Sent from my HTC Mecha using Tapatalk


----------



## osinphay (Jun 13, 2011)

Thanks I'll try that finally have the phone set up nicely but no 4g

Sent from my ADR6400L using Tapatalk


----------



## Classicmm (Nov 7, 2011)

If your rooted and running a custom ROM, might wanna flash the rooted version of 605.9 before going in to store. Depending on the rep, if they see your running a rooted phone, might try to blame issue on that. I lucked out rep I bought phone/service from just gave me the card to insert. You don't have to hand over phone to them, but why deal with that hassle when you don't have to? Just sayin. Hopefully its just your sim, mine ended up being the phone itself, good luck


----------



## WagZ (Jun 7, 2011)

I would be wondering more on the lines of, are you in a 4G area? Or do you live in the outlying area of a 4G area.

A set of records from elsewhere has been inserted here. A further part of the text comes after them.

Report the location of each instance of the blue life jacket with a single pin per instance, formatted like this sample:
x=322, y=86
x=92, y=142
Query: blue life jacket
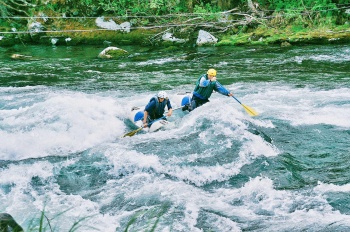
x=204, y=92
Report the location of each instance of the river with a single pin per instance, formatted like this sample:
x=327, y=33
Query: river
x=216, y=168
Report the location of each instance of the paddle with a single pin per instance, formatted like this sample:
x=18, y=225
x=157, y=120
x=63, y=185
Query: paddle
x=132, y=133
x=249, y=110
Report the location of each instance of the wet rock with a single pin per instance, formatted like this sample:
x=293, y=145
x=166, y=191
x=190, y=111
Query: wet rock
x=112, y=53
x=170, y=37
x=285, y=44
x=21, y=57
x=111, y=25
x=8, y=223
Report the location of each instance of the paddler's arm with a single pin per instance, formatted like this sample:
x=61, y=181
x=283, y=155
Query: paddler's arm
x=170, y=109
x=145, y=114
x=221, y=89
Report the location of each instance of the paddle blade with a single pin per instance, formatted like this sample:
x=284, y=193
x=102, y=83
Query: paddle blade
x=250, y=111
x=132, y=133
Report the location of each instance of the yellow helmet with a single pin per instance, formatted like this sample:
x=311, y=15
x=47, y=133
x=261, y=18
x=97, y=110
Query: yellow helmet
x=211, y=72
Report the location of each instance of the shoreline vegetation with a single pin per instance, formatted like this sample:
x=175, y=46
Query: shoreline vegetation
x=233, y=23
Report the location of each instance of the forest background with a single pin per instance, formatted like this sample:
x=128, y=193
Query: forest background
x=233, y=22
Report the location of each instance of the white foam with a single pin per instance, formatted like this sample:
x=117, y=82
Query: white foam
x=59, y=124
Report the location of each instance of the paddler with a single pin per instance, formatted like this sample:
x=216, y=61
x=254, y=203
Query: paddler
x=205, y=85
x=156, y=107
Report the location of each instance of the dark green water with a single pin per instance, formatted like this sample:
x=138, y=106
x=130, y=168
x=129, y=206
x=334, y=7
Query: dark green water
x=215, y=169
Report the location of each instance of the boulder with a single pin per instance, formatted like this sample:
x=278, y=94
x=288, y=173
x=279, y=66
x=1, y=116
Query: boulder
x=205, y=38
x=8, y=223
x=111, y=25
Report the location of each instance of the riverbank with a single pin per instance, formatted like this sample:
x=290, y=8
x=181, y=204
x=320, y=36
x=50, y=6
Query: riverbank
x=86, y=32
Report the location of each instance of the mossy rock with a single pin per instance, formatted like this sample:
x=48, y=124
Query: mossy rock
x=112, y=53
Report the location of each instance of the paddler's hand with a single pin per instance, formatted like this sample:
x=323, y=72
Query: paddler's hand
x=170, y=112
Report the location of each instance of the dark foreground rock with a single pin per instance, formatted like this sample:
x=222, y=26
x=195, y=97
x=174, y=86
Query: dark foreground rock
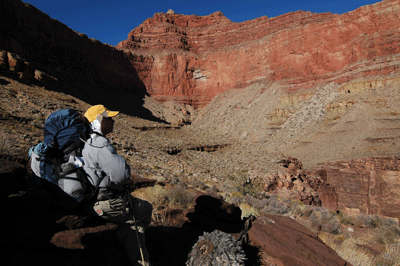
x=283, y=241
x=34, y=230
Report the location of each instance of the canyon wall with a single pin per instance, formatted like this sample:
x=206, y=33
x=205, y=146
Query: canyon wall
x=192, y=59
x=83, y=67
x=368, y=186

I am in a 4G area, but when I go to work (only 10 miles from my house) I get spotty 4G at best.

Yes it could be a hardware issue. It could be a software issue as well. But never rule everything out.

Wagz


----------



## tedkord (Oct 2, 2011)

I had the same issue, constant stops from 4G to 1x in an area where I had previously gotten full signal. A new SIM seems to have fixed it.

Sent from my BAMF'd Bolt.


----------



## osinphay (Jun 13, 2011)

I live in the Tampa Bay area should have strong 4g all over I'm going to get a new Sim card today

Sent from my ADR6400L using Tapatalk


----------



## aldeghij (Jul 20, 2011)

I had that problem too. After an hour on the phone w tech support they warranteed the phone. Never mentioned anything about it possibly being the sim card.

Sent from my ADR6400L using Tapatalk


----------